Last week I received an e-mail from a colleague, Mindy Block, who pointed out that the New York State Department of Environmental Conservation had just released its draft “Bobcat Management Plan,” and was seeking public comment on it. Mindy attached the document and wrote, “There was always talk of having them reintroduced onto Long Island. Does this make any sense to you? Is the idea worth pursuing for Long Island? Like the wild turkey reintroductions?”
That’s an interesting question. On the one hand, wildlife reintroductions can provide opportunities to restore a region’s ecological diversity. It can also help restore the ecological integrity and balance in regions such as Long Island where, it can be argued, there is a dearth of medium-to-large-sized predators. Anyone familiar with the ecological impacts of our predator-free deer herd can attest to that.
On the other hand, well thought-out and executed reintroductions can be expensive, labor-intensive projects.
As one of several wildlife biologists from Long Island who recently met with the DEC’s Long Island regional director, Peter Scully, concerning that state agency’s strong focus on upstate regions, and its apparent lack of interest in Long Island’s wildlife challenges and opportunities, I was curious if the report might include any mention of the island at all.
Well, we did make it into the document. There are two references. One on Page 6 under “Background” states: “The bobcat (
) is a North American member of the cat family
e, ranging from southern Canada to northern Mexico, including most of the continental United States. The species is found throughout most of New York State, except for Long Island.”
I think, as background, it should have mentioned that Long Island was once home to this interesting mammal.
In his 1842 publication, “The Zoology of New York,” James E. DeKay writes that the bobcat was apparently so numerous in Suffolk County in 1712 that the General Assembly enacted bounty payments to encourage hunting them, and this act was renewed in 1745. Bounties, the fur trade, and habitat destruction eliminated this species from many parts of its original range, as was the case here on Long Island by the time Mr. DeKay’s work was published.
Many northern New York State counties still paid bounties on bobcats until 1971, when a state law was approved prohibiting the practice. At that time, there were three populations in New York: one centered in the Adirondacks, another in the Catskills, and a third in the Taconic Mountains of southeastern New York.
Today their population has expanded to include parts of Westchester County, Connecticut and New Jersey.
There is also a reference to Long Island on Page 12 that reads, “Strategy 1.4: No monitoring planned for the No Bobcat Area. Bobcats are not currently known to exist on Long Island (WMU Aggregate: Coastal Lowland), and due to its relative isolation from adjacent populations, it is unlikely that bobcats will occur there naturally. DEC has no plans to establish a bobcat population in this area, so a closed season will be maintained and no monitoring is planned.”

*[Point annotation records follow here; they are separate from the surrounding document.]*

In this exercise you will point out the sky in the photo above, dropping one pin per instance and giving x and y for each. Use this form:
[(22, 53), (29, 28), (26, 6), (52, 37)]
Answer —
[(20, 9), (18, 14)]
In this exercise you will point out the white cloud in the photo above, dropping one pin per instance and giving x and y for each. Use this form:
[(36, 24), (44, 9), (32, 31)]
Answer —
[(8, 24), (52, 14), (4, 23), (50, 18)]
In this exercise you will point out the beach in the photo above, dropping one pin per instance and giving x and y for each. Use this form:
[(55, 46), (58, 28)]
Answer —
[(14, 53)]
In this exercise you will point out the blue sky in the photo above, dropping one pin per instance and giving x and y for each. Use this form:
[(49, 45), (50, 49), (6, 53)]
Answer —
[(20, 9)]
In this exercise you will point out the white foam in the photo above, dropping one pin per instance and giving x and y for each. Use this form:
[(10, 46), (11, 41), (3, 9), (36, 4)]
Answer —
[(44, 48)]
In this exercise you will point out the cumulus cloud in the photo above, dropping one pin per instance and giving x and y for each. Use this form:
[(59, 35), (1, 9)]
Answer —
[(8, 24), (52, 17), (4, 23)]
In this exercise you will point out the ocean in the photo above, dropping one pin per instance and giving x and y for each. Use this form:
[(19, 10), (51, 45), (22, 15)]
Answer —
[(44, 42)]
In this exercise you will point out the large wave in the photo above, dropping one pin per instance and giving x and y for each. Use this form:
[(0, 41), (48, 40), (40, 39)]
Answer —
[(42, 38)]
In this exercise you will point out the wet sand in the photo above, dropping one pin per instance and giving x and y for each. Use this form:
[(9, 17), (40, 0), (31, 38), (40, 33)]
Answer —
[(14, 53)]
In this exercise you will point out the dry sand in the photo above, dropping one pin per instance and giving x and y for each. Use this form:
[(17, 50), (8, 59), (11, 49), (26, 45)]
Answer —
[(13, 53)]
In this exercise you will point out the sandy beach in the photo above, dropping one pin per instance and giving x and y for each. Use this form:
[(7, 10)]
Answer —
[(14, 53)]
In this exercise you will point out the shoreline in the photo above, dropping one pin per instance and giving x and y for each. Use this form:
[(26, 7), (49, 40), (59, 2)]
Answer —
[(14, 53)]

Since this is a statewide, long-term management plan, why not at least examine the feasibility of establishing a bobcat population in this area? There are several facts about bobcats that would support bringing them back to Long Island. One is their ability to cope well with a fragmented landscape and utilize a wide variety of habitats, including the mosaic of forest, agricultural fields, wetlands and dunes found here. Studies have shown that bobcats can use patches of habitat if those patches provide enough prey and are linked to other patches by some type of greenbelt. And, according to the U.S. Federal Wildlife Service website, “Bobcats show little or no aversion to human dwellings or equipment.”
They are top-of-the-food-chain carnivores, but will shift among a wide variety of prey sizes and species depending upon availability. The bulk of the bobcat’s diet is composed of smaller mammals, from opossums down to mice, with rabbits and squirrels being favorite fares. Hunting success depends on its keen senses of sight and hearing; smell plays a minor role for the feline. And in case you’re wondering, there are no reported attacks on Homo sapiens.
Two other prey items are worth mentioning. The most commonly reported predator of turkey hens is the bobcat and, while adult gobblers, males, are large enough to make them difficult prey for many predators, bobcats are their most commonly reported predator as well. And one could argue that parts of Long Island could use a turkey predator.